No acabaré nunca de entender la razón de esta moda, bastante generalizada en nuestro tiempo, de establecer relaciones de pareja, con pretensiones de continuidad en el tiempo, mediante un simple acuerdo verbal entre dos personas, sin que medie compromiso formal de convivencia. Ahora pocos se casan, simplemente viven juntos. Para qué papeles –suelen argumentar- si nuestro amor es auténtico como el que más. Qué falta nos hace firmar documentos que avalen nuestra situación patrimonial –añaden- si somos dueños de nuestros destinos y confiamos el uno en el otro. Nos queremos –continúan- y eso es lo único que se necesita para vivir bajo un mismo techo. Lo demás –concluyen- es artificiosa burocracia, papeleo material.
Hasta aquí poco se puede discutir. La ingenuidad forma parte de la condición humana y el optimismo es un buen aderezo del candor y de la inocencia. De manera que, como no resulta demasiado agradable desengañar a los ilusionados, lo mejor que uno puede hacer en estos casos es callar y aceptar sus buenas intenciones. ¿Por qué no van a poder convivir dos personas que se aman hasta tocar las estrellas? Al fin y al cabo son libres y pueden hacer con sus vidas lo que les venga en gana.
Pero lo curioso es que muchas de estas parejas escogen la falta de formalidad administrativa –el rechazo al contrato matrimonial- como muestra de rebeldía ante el establishmentn, como protesta contra la intromisión de la sociedad en sus vidas.
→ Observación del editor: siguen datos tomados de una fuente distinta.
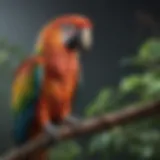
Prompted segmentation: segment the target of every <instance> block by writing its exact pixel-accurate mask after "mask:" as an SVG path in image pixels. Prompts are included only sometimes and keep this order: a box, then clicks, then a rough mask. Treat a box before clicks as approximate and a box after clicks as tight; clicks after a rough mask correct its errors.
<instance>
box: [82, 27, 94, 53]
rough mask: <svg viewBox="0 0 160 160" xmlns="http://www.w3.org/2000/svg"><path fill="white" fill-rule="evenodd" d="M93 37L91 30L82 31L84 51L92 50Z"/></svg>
mask: <svg viewBox="0 0 160 160" xmlns="http://www.w3.org/2000/svg"><path fill="white" fill-rule="evenodd" d="M92 44H93V35H92V30H91V29H89V28H85V29H82V31H81V34H80V47H81V49H83V50H84V51H88V50H90V49H91V48H92Z"/></svg>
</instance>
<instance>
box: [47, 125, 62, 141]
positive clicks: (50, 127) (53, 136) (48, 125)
mask: <svg viewBox="0 0 160 160" xmlns="http://www.w3.org/2000/svg"><path fill="white" fill-rule="evenodd" d="M58 130H59V129H58V127H57V126H56V125H54V124H52V123H47V124H46V125H45V131H46V132H47V133H48V134H49V135H50V136H51V137H52V138H53V140H54V141H58V140H59V138H60V137H59V132H58Z"/></svg>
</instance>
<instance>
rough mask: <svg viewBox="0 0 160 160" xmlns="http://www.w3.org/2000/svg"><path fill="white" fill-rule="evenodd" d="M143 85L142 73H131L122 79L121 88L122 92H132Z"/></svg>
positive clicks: (138, 89) (141, 86)
mask: <svg viewBox="0 0 160 160" xmlns="http://www.w3.org/2000/svg"><path fill="white" fill-rule="evenodd" d="M142 87H143V81H142V76H141V75H136V74H135V75H131V76H128V77H126V78H124V79H123V80H121V82H120V85H119V89H120V91H121V93H130V92H134V91H137V90H139V89H140V88H142Z"/></svg>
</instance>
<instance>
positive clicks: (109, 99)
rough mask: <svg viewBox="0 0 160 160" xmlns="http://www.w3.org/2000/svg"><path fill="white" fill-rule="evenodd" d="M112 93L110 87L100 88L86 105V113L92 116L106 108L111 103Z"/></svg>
mask: <svg viewBox="0 0 160 160" xmlns="http://www.w3.org/2000/svg"><path fill="white" fill-rule="evenodd" d="M112 94H113V91H112V90H111V89H108V88H105V89H102V90H101V91H100V92H99V94H98V96H97V97H96V98H95V99H94V100H93V101H92V102H91V103H90V104H89V105H88V106H87V107H86V110H85V113H86V115H87V116H93V115H98V114H101V113H103V112H105V111H106V108H107V107H110V105H111V103H112Z"/></svg>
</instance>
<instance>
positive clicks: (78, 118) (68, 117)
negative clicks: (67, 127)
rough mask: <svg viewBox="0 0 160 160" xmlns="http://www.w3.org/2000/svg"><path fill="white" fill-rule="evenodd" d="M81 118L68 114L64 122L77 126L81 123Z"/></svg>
mask: <svg viewBox="0 0 160 160" xmlns="http://www.w3.org/2000/svg"><path fill="white" fill-rule="evenodd" d="M80 122H81V121H80V119H79V118H77V117H75V116H68V117H66V118H65V119H64V121H63V124H66V125H69V126H73V127H76V126H78V124H79V123H80Z"/></svg>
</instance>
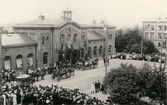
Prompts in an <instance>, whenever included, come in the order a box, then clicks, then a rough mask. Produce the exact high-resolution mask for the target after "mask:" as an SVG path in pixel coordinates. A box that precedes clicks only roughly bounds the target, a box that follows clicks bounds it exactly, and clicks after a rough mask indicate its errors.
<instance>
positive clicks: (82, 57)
mask: <svg viewBox="0 0 167 105" xmlns="http://www.w3.org/2000/svg"><path fill="white" fill-rule="evenodd" d="M83 57H84V49H83V48H82V49H81V58H83Z"/></svg>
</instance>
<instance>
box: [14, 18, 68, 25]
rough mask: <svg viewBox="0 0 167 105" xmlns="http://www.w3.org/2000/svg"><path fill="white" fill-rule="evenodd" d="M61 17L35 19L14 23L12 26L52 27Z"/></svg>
mask: <svg viewBox="0 0 167 105" xmlns="http://www.w3.org/2000/svg"><path fill="white" fill-rule="evenodd" d="M64 21H65V20H63V19H36V20H32V21H28V22H25V23H21V24H16V25H15V26H14V27H20V26H21V27H53V26H57V25H59V24H61V23H62V22H64Z"/></svg>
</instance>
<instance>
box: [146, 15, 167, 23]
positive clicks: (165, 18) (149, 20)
mask: <svg viewBox="0 0 167 105" xmlns="http://www.w3.org/2000/svg"><path fill="white" fill-rule="evenodd" d="M145 21H167V14H166V13H161V14H158V15H156V16H153V17H151V18H149V19H146V20H145Z"/></svg>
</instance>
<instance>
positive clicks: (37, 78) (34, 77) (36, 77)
mask: <svg viewBox="0 0 167 105" xmlns="http://www.w3.org/2000/svg"><path fill="white" fill-rule="evenodd" d="M46 70H47V68H46V67H44V68H42V69H40V68H37V70H36V71H34V72H33V73H32V74H31V75H32V77H34V78H36V80H37V81H38V79H39V77H41V80H44V76H45V74H46Z"/></svg>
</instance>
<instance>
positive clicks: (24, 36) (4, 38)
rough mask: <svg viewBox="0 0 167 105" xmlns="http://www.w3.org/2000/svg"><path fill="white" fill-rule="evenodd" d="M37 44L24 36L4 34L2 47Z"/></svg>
mask: <svg viewBox="0 0 167 105" xmlns="http://www.w3.org/2000/svg"><path fill="white" fill-rule="evenodd" d="M35 44H36V42H35V41H34V40H32V39H31V38H30V37H28V36H27V35H23V34H2V46H21V45H35Z"/></svg>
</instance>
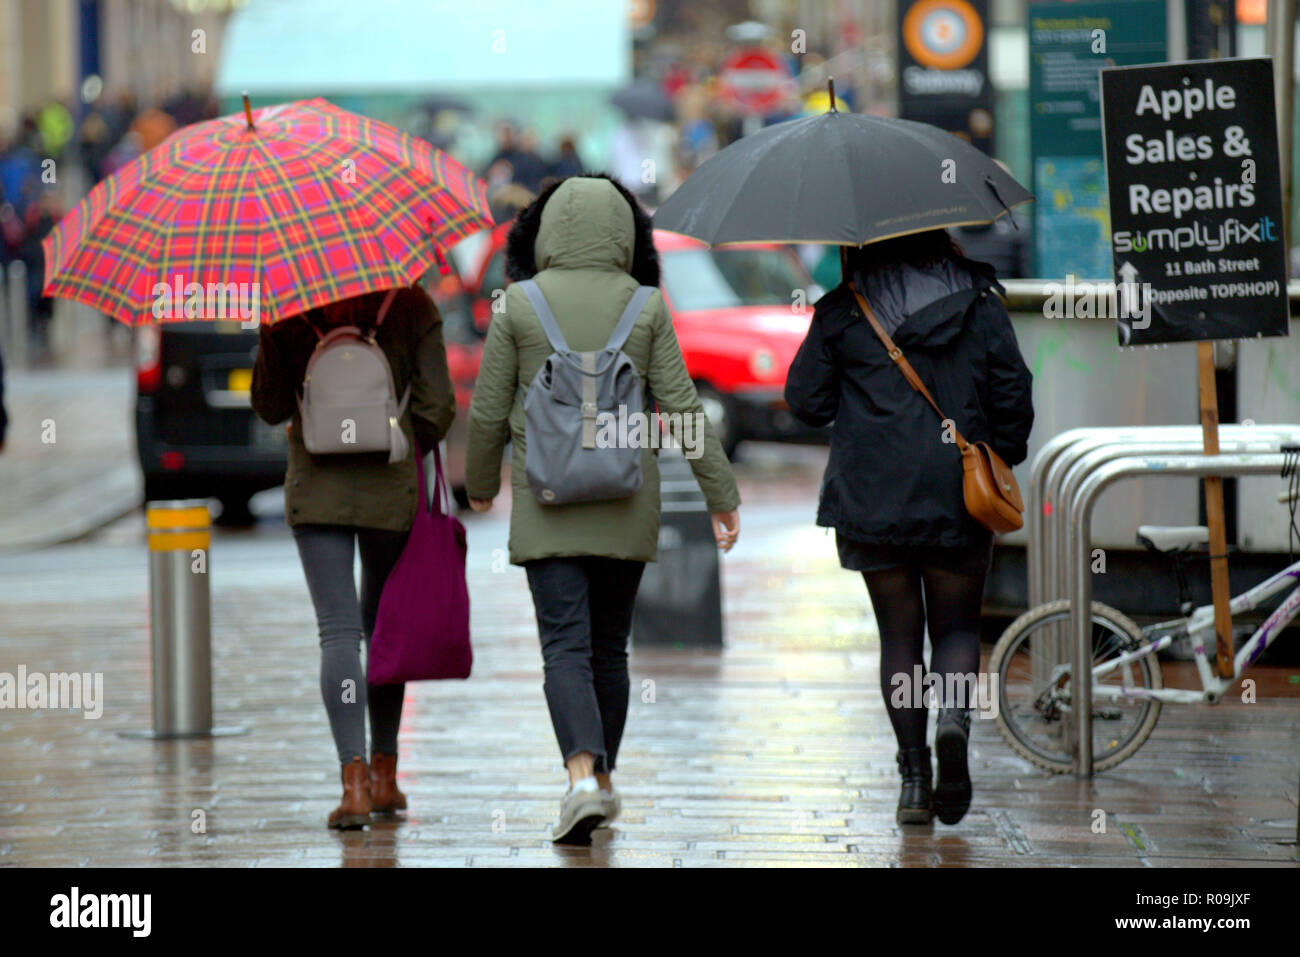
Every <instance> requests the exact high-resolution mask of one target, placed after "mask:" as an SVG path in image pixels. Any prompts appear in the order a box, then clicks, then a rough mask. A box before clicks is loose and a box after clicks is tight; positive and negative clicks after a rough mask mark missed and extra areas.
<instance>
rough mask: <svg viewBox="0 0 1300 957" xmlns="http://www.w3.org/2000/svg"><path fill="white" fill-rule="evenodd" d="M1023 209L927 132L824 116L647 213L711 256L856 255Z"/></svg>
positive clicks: (1014, 184) (723, 154) (966, 151)
mask: <svg viewBox="0 0 1300 957" xmlns="http://www.w3.org/2000/svg"><path fill="white" fill-rule="evenodd" d="M831 98H832V103H833V101H835V94H833V91H832V94H831ZM1031 199H1034V195H1032V194H1031V192H1030V191H1028V190H1026V189H1024V187H1023V186H1021V185H1019V183H1018V182H1015V179H1013V178H1011V177H1010V176H1009V174H1008V173H1005V172H1004V170H1002V169H1001V168H1000V166H998V165H997V164H996V163H993V160H992V159H989V157H988V156H985V155H984V153H982V152H980V151H979V150H976V148H975V147H972V146H970V144H969V143H966V142H963V140H961V139H958V138H957V137H954V135H953V134H950V133H945V131H944V130H940V129H939V127H936V126H930V125H928V124H918V122H910V121H907V120H891V118H887V117H879V116H865V114H861V113H840V112H836V111H833V109H832V111H831V112H828V113H823V114H820V116H813V117H805V118H800V120H788V121H785V122H781V124H775V125H774V126H768V127H766V129H763V130H759V131H758V133H754V134H751V135H749V137H745V138H744V139H741V140H737V142H736V143H732V144H731V146H729V147H727V148H725V150H723V151H722V152H719V153H716V155H714V156H712V157H710V159H708V160H707V161H705V163H703V164H701V166H699V168H698V169H697V170H694V172H693V173H692V174H690V176H689V177H686V179H685V182H682V185H681V186H680V187H679V189H677V190H676V191H675V192H673V194H672V195H671V196H668V199H667V200H664V202H663V204H662V205H660V207H659V208H658V211H655V215H654V225H655V229H664V230H668V231H671V233H684V234H686V235H690V237H694V238H697V239H702V241H705V242H706V243H710V244H715V246H718V244H725V243H742V242H779V243H835V244H839V246H861V244H862V243H870V242H875V241H878V239H888V238H889V237H894V235H904V234H906V233H919V231H922V230H926V229H940V228H946V226H962V225H966V224H975V222H992V221H993V220H996V218H997V217H998V216H1002V215H1004V213H1006V212H1009V211H1010V209H1011V207H1014V205H1018V204H1021V203H1026V202H1028V200H1031Z"/></svg>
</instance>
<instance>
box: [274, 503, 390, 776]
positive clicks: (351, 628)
mask: <svg viewBox="0 0 1300 957" xmlns="http://www.w3.org/2000/svg"><path fill="white" fill-rule="evenodd" d="M294 540H295V541H296V544H298V557H299V558H300V559H302V562H303V573H304V575H305V576H307V590H308V592H311V596H312V605H313V606H315V607H316V624H317V628H318V629H320V640H321V700H322V701H324V702H325V713H326V714H328V715H329V726H330V731H331V732H334V745H335V746H337V748H338V759H339V762H341V763H344V765H346V763H348V762H350V761H352V758H357V757H359V758H361V759H363V761H364V759H365V713H367V710H369V714H370V752H372V753H376V754H396V753H398V726H399V724H400V722H402V700H403V697H404V696H406V685H404V684H385V685H373V687H367V684H365V675H364V672H363V671H361V638H363V637H364V638H365V640H367V641H369V637H370V631H372V629H373V628H374V616H376V615H377V614H378V610H380V593H381V592H382V589H383V583H385V581H386V580H387V577H389V572H390V571H393V566H394V564H396V560H398V558H399V557H400V554H402V547H403V546H404V545H406V540H407V533H406V532H390V531H386V529H380V528H357V527H354V525H294ZM354 542H355V545H356V547H355V549H354ZM356 549H359V550H360V553H361V593H360V598H359V597H357V592H356V581H355V580H354V577H352V560H354V554H355V550H356Z"/></svg>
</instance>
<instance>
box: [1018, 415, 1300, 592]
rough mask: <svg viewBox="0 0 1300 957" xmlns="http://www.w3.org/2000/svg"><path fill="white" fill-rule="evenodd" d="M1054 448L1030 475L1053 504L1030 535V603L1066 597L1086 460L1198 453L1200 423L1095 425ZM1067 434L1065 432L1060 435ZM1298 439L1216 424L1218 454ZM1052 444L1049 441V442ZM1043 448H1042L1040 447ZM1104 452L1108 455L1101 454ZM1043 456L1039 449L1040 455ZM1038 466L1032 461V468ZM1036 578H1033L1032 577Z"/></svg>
mask: <svg viewBox="0 0 1300 957" xmlns="http://www.w3.org/2000/svg"><path fill="white" fill-rule="evenodd" d="M1088 432H1091V433H1092V434H1087V436H1083V437H1080V438H1076V439H1075V441H1073V442H1070V443H1069V446H1067V447H1063V449H1058V450H1057V454H1054V455H1053V456H1052V459H1050V460H1049V462H1044V463H1043V464H1044V468H1043V473H1041V475H1035V476H1032V477H1031V495H1034V494H1039V495H1041V501H1040V505H1039V508H1037V511H1039V512H1040V519H1041V518H1043V516H1041V511H1043V503H1044V502H1047V503H1052V516H1050V518H1049V519H1048V520H1047V521H1041V524H1040V528H1039V529H1036V536H1031V538H1030V545H1028V547H1030V553H1028V555H1027V558H1028V567H1030V573H1031V576H1034V577H1031V580H1030V598H1031V605H1030V606H1031V607H1032V606H1034V605H1041V603H1043V602H1050V601H1056V599H1057V598H1065V597H1066V596H1067V594H1069V592H1070V577H1069V572H1067V570H1066V563H1067V560H1069V559H1067V555H1069V545H1067V541H1066V536H1065V529H1066V528H1067V527H1069V511H1070V508H1069V505H1070V503H1071V502H1073V501H1074V492H1076V490H1078V485H1079V482H1080V481H1082V480H1083V477H1084V476H1086V473H1087V469H1086V468H1084V464H1086V463H1084V460H1087V464H1091V465H1092V467H1097V465H1099V464H1100V460H1099V459H1100V458H1106V456H1109V458H1110V459H1114V458H1121V456H1123V455H1162V454H1164V455H1167V454H1175V455H1178V454H1197V452H1200V451H1201V450H1203V447H1204V446H1203V438H1201V429H1200V426H1199V425H1158V426H1144V428H1138V429H1096V430H1088ZM1063 434H1069V433H1063ZM1287 443H1300V425H1236V424H1227V425H1221V426H1219V449H1221V454H1229V452H1243V454H1244V452H1252V451H1281V449H1282V446H1283V445H1287ZM1048 447H1050V445H1049V446H1048ZM1044 451H1047V449H1045V450H1044ZM1104 454H1106V455H1104ZM1041 458H1043V454H1041V452H1040V459H1041ZM1039 467H1040V460H1039V459H1035V463H1034V468H1035V469H1037V468H1039ZM1035 577H1036V581H1035Z"/></svg>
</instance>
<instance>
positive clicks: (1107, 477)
mask: <svg viewBox="0 0 1300 957" xmlns="http://www.w3.org/2000/svg"><path fill="white" fill-rule="evenodd" d="M1255 428H1258V426H1255ZM1286 460H1287V456H1286V455H1283V454H1281V452H1273V451H1270V452H1239V454H1232V455H1223V454H1221V455H1130V456H1125V458H1119V459H1113V460H1109V462H1105V463H1102V464H1100V465H1097V467H1096V468H1095V469H1093V471H1092V472H1091V473H1089V475H1088V476H1087V479H1084V480H1083V482H1082V484H1080V486H1079V490H1078V492H1076V493H1075V495H1074V498H1073V499H1071V502H1070V528H1069V531H1070V536H1071V540H1073V541H1074V547H1073V549H1071V550H1070V562H1069V568H1070V581H1071V588H1070V607H1071V611H1073V612H1082V614H1071V616H1070V618H1071V625H1073V628H1074V654H1073V655H1071V681H1070V688H1071V693H1070V703H1071V707H1073V709H1074V742H1073V744H1074V767H1075V776H1078V778H1091V776H1092V763H1093V762H1092V681H1091V680H1087V681H1080V680H1079V676H1080V675H1084V674H1091V670H1092V627H1091V625H1092V615H1091V607H1092V570H1091V566H1089V560H1088V559H1089V558H1091V554H1092V510H1093V506H1095V505H1096V503H1097V498H1099V497H1100V495H1101V493H1102V492H1104V490H1105V489H1106V488H1109V486H1110V485H1113V484H1114V482H1117V481H1119V480H1121V479H1135V477H1141V476H1152V475H1156V476H1175V475H1177V476H1200V477H1203V476H1209V475H1216V476H1223V477H1235V476H1249V475H1278V473H1279V472H1281V471H1282V465H1283V463H1284V462H1286Z"/></svg>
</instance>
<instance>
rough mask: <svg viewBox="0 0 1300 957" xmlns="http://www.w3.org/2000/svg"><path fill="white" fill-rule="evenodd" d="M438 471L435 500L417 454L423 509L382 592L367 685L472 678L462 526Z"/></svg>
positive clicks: (463, 529) (439, 463)
mask: <svg viewBox="0 0 1300 957" xmlns="http://www.w3.org/2000/svg"><path fill="white" fill-rule="evenodd" d="M433 460H434V464H435V465H437V475H435V476H434V488H433V501H434V502H435V503H437V506H438V510H437V512H430V510H429V489H428V486H426V485H425V477H424V456H422V455H421V454H420V450H419V449H416V458H415V462H416V469H417V475H419V489H420V506H419V508H417V510H416V514H415V524H412V525H411V536H409V537H408V538H407V544H406V547H404V549H403V550H402V555H400V557H399V558H398V563H396V564H395V566H393V571H391V572H389V579H387V581H385V583H383V590H382V592H381V593H380V611H378V614H377V616H376V619H374V633H373V635H372V636H370V658H369V674H368V675H367V681H368V683H369V684H399V683H402V681H426V680H430V679H441V677H469V667H471V664H472V663H473V653H472V651H471V649H469V589H468V586H467V585H465V527H464V525H461V524H460V520H459V519H456V516H455V515H452V514H451V495H450V494H448V492H447V479H446V476H443V473H442V455H441V454H439V452H438V449H437V447H434V450H433Z"/></svg>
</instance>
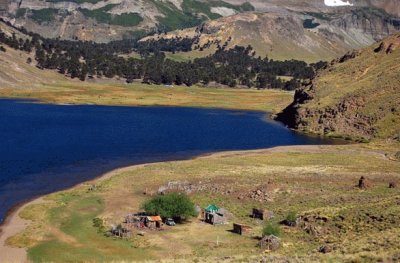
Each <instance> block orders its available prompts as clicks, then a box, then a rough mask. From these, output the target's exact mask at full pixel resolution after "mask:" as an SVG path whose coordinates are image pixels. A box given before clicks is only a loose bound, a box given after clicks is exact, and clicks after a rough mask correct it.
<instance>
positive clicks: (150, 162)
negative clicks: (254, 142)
mask: <svg viewBox="0 0 400 263" xmlns="http://www.w3.org/2000/svg"><path fill="white" fill-rule="evenodd" d="M335 146H338V145H288V146H275V147H271V148H264V149H255V150H233V151H222V152H210V153H199V154H198V155H196V156H192V157H189V158H184V159H182V158H180V159H179V158H174V159H169V160H160V161H153V162H146V163H140V164H133V165H128V166H123V167H120V168H116V169H113V170H110V171H108V172H105V173H103V174H101V175H99V176H98V177H95V178H93V179H90V180H86V181H83V182H80V183H78V184H76V185H74V186H71V187H68V188H66V189H62V190H59V191H66V190H69V189H73V188H75V187H77V186H80V185H84V184H88V183H94V182H100V181H103V180H106V179H108V178H110V177H113V176H115V175H118V174H120V173H122V172H124V171H129V170H132V169H135V168H137V167H143V166H146V165H150V164H157V163H165V162H179V161H189V160H195V159H200V158H211V157H217V158H224V157H229V156H235V155H246V154H262V153H279V152H286V151H305V152H318V151H319V150H321V149H322V148H325V147H328V148H329V147H335ZM59 191H55V192H59ZM55 192H53V193H55ZM49 194H50V193H49ZM49 194H45V195H41V196H37V197H35V198H32V199H30V200H27V201H23V202H21V203H19V204H18V205H16V206H14V207H13V208H11V209H10V210H9V212H7V214H6V216H5V218H4V221H3V222H2V223H1V224H0V255H7V256H6V258H2V260H3V261H5V262H29V261H28V259H27V249H26V248H15V247H11V246H8V245H7V244H6V240H7V239H8V238H9V237H12V236H15V235H17V234H18V233H21V232H22V231H23V230H24V229H25V228H26V227H28V226H29V224H30V222H31V221H30V220H25V219H23V218H21V217H20V216H19V214H20V213H21V211H22V210H23V209H25V208H26V207H27V206H29V205H32V204H42V203H44V202H46V200H45V197H46V196H47V195H49Z"/></svg>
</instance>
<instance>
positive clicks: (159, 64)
mask: <svg viewBox="0 0 400 263" xmlns="http://www.w3.org/2000/svg"><path fill="white" fill-rule="evenodd" d="M21 31H22V33H24V34H26V35H28V36H29V37H27V38H26V39H22V38H17V37H16V35H15V34H12V35H11V36H10V35H7V34H5V33H4V32H1V31H0V43H3V44H6V45H7V46H10V47H12V48H14V49H19V50H23V51H26V52H32V51H34V52H35V60H36V66H37V67H39V68H41V69H52V70H56V71H58V72H59V73H61V74H65V75H67V76H70V77H71V78H79V79H80V80H82V81H84V80H86V79H87V78H103V77H105V78H114V77H119V78H124V79H125V80H126V82H128V83H130V82H133V81H134V80H139V81H142V82H143V83H149V84H158V85H160V84H165V85H172V84H176V85H182V84H184V85H187V86H191V85H194V84H204V85H208V84H209V83H211V82H214V83H217V84H222V85H227V86H230V87H236V86H237V85H242V86H247V87H256V88H259V89H265V88H273V89H285V90H293V89H296V88H297V87H298V86H299V85H300V82H301V80H303V79H309V78H312V77H313V76H314V74H315V73H316V71H317V70H319V69H320V68H323V67H325V65H326V63H325V62H318V63H315V64H310V65H308V64H307V63H305V62H303V61H298V60H286V61H275V60H272V59H269V58H268V57H265V58H261V57H259V56H258V57H257V56H256V53H255V51H254V50H253V48H252V47H251V46H248V47H241V46H235V47H233V48H230V49H228V48H227V45H226V43H225V44H224V45H218V48H217V51H216V52H215V53H214V54H212V55H209V56H207V57H202V58H196V59H194V60H191V61H174V60H171V59H168V57H167V55H166V53H165V52H171V53H174V52H189V51H191V50H192V46H193V45H195V46H196V43H198V39H189V38H173V39H157V40H148V41H138V40H136V39H131V40H121V41H113V42H110V43H94V42H89V41H70V40H60V39H47V38H43V37H41V36H39V35H37V34H33V33H29V32H26V30H21ZM131 52H135V53H137V54H139V57H137V58H134V57H132V56H129V55H127V54H130V53H131ZM282 76H284V77H286V78H282Z"/></svg>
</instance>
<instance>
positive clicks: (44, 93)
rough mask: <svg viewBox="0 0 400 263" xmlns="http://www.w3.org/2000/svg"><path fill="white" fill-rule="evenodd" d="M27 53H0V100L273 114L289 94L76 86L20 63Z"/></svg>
mask: <svg viewBox="0 0 400 263" xmlns="http://www.w3.org/2000/svg"><path fill="white" fill-rule="evenodd" d="M28 57H29V55H27V54H26V53H23V52H18V51H15V50H11V49H7V52H5V53H3V52H0V83H1V85H0V97H2V98H21V99H35V100H39V101H42V102H46V103H60V104H97V105H126V106H155V105H160V106H181V107H207V108H223V109H240V110H257V111H266V112H279V111H280V110H282V109H283V108H284V107H286V106H287V105H288V104H289V103H290V102H291V101H292V98H293V93H290V92H284V91H274V90H255V89H225V88H210V87H200V86H193V87H184V86H175V87H166V86H162V85H161V86H157V85H146V84H141V83H133V84H125V83H123V81H119V82H118V80H111V81H107V80H101V79H100V80H96V82H90V81H86V82H82V81H79V80H71V79H68V78H67V77H64V76H63V75H61V74H58V73H56V72H53V71H49V70H40V69H38V68H36V67H34V66H33V65H29V64H27V63H26V60H27V59H28Z"/></svg>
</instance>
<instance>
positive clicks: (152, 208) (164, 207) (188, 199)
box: [142, 193, 197, 221]
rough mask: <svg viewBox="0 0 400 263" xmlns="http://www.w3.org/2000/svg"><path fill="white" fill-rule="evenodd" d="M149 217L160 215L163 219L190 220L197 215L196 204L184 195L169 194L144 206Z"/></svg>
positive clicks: (143, 205)
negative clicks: (165, 218)
mask: <svg viewBox="0 0 400 263" xmlns="http://www.w3.org/2000/svg"><path fill="white" fill-rule="evenodd" d="M142 208H143V209H144V210H145V211H146V212H147V214H149V215H159V216H161V217H162V218H164V219H165V218H174V219H178V221H179V220H181V219H183V220H185V219H189V218H191V217H194V216H196V215H197V213H196V210H195V208H194V204H193V202H192V201H190V198H189V197H188V196H187V195H186V194H183V193H169V194H166V195H160V196H156V197H153V198H152V199H150V200H147V201H145V202H144V203H143V204H142Z"/></svg>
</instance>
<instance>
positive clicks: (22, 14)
mask: <svg viewBox="0 0 400 263" xmlns="http://www.w3.org/2000/svg"><path fill="white" fill-rule="evenodd" d="M26 11H27V9H26V8H18V10H17V13H16V14H15V17H16V18H21V17H24V16H25V14H26Z"/></svg>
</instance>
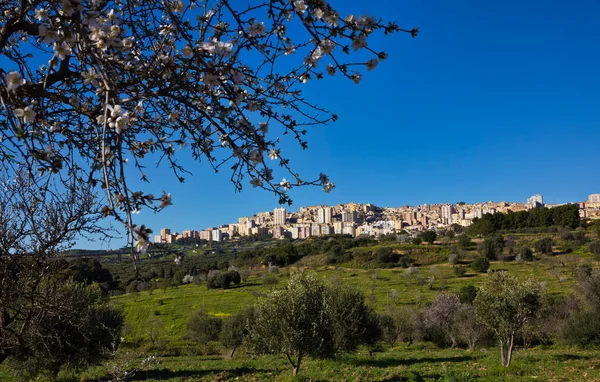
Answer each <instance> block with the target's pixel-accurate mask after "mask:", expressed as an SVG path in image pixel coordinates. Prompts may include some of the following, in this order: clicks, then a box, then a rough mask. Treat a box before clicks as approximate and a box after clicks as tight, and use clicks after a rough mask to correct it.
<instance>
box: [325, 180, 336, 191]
mask: <svg viewBox="0 0 600 382" xmlns="http://www.w3.org/2000/svg"><path fill="white" fill-rule="evenodd" d="M334 188H335V185H334V184H333V183H332V182H327V184H325V185H324V186H323V191H325V192H326V193H330V192H331V191H332V190H333V189H334Z"/></svg>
Sin embargo, como les guste o no les guste viven inscritos en un orden administrativo inamovible y riguroso, y sometidos a unas leyes que regulan la convivencia entre las personas en todos los órdenes de la vida, en la mayoría de los casos acaban sustituyendo el acuerdo marco que supone la inscripción como matrimonio en el Registro Civil, por una serie de contratos parciales entre las partes –reconocimiento de hijos, títulos de propiedad al 50%, certificaciones de convivencia que garanticen las pensiones en el futuro, etc.- para cubrir el vacío legal que deja la carencia de ese contrato único que se denomina matrimonio civil. Una auténtica paradoja donde las haya, me parece a mí.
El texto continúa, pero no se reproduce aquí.